Bamidele Abiodun (née Oduye; born 16 July 1966) is a Nigerian businesswoman, philanthropist and wife of Dapo Abiodun, governor of Ogun State, Nigeria.

== Early life and education ==
Bamidele Abiodun was born on 16 July 1966 to the family of Professor Oladipo Oduye, a former deputy vice chancellor at the University of Ibadan, Nigeria and the late Mrs Abimbola Wosilat Oduye both from Ilishan-Remo, Ogun State. She attended The International School, Ibadan for her secondary education and then obtained a Bachelor of Science Degree in Zoology from The University of Ibadan in 1988.

== Business and philanthropy ==
Abiodun entered the world of business in the mid-1990s. As first lady of Ogun State, she has initiated several programs with a focus on social welfare, education and poverty reduction. She has also been linked with ongoing work at the School for Special Needs in Abeokuta, Ogun State. In the month of August 2019, Mrs. Abiodun, in partnership with Learn Africa Plc. donated 42,000 books to primary and secondary schools in Ogun State.

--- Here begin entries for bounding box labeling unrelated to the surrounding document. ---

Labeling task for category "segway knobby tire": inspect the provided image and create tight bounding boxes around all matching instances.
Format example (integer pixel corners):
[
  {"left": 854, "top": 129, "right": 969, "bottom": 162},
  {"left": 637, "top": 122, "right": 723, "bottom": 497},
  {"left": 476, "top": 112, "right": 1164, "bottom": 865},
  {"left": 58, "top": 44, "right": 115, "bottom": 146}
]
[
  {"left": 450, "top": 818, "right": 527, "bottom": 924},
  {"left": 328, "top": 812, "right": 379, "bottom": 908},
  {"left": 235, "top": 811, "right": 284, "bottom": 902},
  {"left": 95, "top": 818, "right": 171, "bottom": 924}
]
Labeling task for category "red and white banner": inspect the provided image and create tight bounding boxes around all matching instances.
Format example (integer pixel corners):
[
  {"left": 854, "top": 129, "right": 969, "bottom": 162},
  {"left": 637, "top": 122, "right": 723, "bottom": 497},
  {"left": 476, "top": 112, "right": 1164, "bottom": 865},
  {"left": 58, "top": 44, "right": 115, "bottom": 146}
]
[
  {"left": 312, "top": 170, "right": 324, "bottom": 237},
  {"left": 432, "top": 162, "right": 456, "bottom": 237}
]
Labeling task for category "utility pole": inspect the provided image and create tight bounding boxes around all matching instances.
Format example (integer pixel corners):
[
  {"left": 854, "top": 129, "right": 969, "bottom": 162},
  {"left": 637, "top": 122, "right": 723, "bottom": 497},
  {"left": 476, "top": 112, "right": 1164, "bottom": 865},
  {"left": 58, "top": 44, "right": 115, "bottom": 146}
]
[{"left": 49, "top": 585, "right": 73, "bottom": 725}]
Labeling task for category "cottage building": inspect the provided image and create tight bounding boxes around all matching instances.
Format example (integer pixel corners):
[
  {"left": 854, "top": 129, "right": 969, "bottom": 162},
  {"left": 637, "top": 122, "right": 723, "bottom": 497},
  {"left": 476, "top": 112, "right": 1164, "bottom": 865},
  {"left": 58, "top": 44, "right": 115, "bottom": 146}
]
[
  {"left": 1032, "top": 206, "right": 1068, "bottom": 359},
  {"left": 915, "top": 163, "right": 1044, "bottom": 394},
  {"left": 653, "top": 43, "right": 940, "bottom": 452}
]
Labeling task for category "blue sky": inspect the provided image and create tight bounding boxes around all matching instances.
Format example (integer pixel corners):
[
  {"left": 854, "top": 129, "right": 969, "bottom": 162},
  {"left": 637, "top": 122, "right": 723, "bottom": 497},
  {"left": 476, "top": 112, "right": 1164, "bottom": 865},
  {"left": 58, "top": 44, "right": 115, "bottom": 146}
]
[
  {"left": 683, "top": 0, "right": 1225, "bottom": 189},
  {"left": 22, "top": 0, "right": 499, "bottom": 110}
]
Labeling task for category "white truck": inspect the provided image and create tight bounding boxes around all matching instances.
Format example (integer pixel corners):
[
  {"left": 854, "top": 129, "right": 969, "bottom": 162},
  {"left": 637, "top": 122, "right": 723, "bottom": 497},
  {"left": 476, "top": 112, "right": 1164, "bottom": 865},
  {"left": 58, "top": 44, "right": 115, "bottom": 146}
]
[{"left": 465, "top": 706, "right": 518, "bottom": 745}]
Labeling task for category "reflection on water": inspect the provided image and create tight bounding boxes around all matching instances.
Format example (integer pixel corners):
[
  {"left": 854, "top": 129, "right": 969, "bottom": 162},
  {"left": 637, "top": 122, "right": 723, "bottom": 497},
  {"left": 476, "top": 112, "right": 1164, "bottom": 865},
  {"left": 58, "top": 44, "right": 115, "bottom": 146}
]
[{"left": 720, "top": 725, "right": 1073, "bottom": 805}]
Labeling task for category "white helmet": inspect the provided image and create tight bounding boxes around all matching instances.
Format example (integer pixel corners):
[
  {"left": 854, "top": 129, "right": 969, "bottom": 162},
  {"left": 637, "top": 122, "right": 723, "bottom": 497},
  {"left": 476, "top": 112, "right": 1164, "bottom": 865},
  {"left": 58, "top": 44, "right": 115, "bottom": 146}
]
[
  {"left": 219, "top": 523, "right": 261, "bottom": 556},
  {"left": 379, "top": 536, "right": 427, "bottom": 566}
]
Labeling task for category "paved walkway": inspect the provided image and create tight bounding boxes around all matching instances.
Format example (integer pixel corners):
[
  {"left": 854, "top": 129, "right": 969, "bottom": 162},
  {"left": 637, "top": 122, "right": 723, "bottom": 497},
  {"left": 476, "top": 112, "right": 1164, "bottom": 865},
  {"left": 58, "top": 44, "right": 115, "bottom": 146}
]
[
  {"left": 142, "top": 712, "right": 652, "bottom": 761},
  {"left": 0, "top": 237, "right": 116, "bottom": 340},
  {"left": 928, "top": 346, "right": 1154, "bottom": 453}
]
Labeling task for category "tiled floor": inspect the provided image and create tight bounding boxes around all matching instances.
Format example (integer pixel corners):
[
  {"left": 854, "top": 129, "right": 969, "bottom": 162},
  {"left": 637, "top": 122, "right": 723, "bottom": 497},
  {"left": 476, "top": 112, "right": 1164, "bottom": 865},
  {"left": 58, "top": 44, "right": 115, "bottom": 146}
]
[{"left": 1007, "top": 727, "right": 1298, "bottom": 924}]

In November 2019, Abiodun presented her commitment to advance the implementation of the International Conference on Population and Development (ICPD) Program of Action, at a high-level conference convened by the United Nations Population Fund (UNFPA) in Nairobi, Kenya.

On 6 February 2019 Abiodun partnered with First City Monument Bank (FCMB) on the SHEVENTURES program, an initiative focused on boosting the economic capacity of women by offering both financial and non-financial support to small and medium scale businesses owned by women. SHEVENTURES announced plans to grant 40 business women with small and medium scale businesses in Ogun State, interest-free loans quarterly.

== Personal life ==
Bamidele Abiodun married Dapo Abiodun in 1990 and had five children, including the late Olugbenga Abiodun, a Nigerian DJ also known as DJ Olu.